Doping and sports - 1850-1869


The American painter George Catlin (1796-1872), who specialized in painting Native Americans in the Old West, described a sort of psychological doping that was praticed by the Choctaw Indians in preparation of a ritual ball game.

From sunset they gathered on a playing field where they implored the favor of the gods with all night long exercises, songs and incantations. Eight hundred to one thousand men took part in this ritual, accompanied with drums and singing by the women. Each dance lasted fifteen minutes, but was repeated every hour. At sunrise the final game started that would last until sunset. The Choctaws therefore remained awake for 24 hours without being exhausted by the rituals.


The first established doping case was noted in 1860 when a cyclist sprinkled ether on a sugar cube.


In 1865, during a swimming competition in the Amsterdam canals, a doping case was recorded with an unspecified performance-enhancing tool.


The boxers from that time used a mix of brandy and cocaine.
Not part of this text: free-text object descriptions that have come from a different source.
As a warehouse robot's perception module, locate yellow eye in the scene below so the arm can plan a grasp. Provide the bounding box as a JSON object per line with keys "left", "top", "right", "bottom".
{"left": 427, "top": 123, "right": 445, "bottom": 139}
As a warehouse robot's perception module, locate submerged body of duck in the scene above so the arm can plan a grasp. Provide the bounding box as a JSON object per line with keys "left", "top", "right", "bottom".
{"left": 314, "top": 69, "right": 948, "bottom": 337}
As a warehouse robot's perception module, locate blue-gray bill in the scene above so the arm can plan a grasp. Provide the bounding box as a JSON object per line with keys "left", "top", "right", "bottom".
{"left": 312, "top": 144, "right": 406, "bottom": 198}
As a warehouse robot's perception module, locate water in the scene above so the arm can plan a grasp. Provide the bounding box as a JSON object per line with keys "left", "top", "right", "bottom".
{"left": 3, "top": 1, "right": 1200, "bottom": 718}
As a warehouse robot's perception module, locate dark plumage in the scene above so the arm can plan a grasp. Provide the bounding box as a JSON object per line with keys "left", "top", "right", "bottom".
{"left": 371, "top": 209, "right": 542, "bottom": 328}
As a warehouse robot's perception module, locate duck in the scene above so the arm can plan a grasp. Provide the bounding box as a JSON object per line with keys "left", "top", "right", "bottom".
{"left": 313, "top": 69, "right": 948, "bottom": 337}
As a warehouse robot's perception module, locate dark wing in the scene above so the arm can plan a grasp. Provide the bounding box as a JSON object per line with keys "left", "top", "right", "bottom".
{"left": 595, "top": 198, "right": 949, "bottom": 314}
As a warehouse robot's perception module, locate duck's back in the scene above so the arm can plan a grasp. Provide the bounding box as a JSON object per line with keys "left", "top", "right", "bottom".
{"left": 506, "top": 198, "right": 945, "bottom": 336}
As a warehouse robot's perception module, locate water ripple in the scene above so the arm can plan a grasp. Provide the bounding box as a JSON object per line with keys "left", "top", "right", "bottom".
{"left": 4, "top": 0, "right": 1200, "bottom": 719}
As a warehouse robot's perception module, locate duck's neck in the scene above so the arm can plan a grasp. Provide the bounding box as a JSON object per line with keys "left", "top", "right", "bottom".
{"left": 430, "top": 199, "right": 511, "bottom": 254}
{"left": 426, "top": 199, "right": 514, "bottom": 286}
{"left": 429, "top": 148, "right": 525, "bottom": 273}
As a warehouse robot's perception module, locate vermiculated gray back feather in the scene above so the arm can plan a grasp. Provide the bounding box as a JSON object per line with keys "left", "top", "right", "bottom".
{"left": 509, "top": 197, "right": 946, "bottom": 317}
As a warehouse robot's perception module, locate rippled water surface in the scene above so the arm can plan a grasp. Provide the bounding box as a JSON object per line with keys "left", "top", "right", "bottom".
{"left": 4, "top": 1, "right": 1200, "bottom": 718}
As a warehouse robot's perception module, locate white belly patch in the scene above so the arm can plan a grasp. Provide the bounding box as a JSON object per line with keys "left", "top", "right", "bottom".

The cyclists did not make a secret of their doping use, after the Paris-Rouen race of 1869 the question was raised in the press which products increased performance most effectively.

In the same period, 'le vin Mariani' was recommended to the athletes. The Parisian pharmacist Angelo Mariani (1838-1914) read an article by the Italian physician Paolo Mantegazza (1831-1910), who studied the cocaine use of Indians in Peru. It gave him the idea to develop a tonic based on Bordeaux wine and coca extract, which he marketed under the name 'Vin Mariani'.

The stuff became a huge success, in so far that Pope Leo XIII (1810-1903) handed Mariani a gold medal as a sign of official recognition.

Then Mariani started the largest advertising campaign from the 19th century and became one of the key figures in the Belle Epoque. He published letters in his book 'Album Mariani in which famous users showed their gratitude. He built a factory with laboratory in Neuilly-sur-Seine, followed by a branch in the United States a little later. He used part of his wealth to support artists. He died at the age of 75 and is buried at the famous Parisian cemetery 'Père Lachaise'.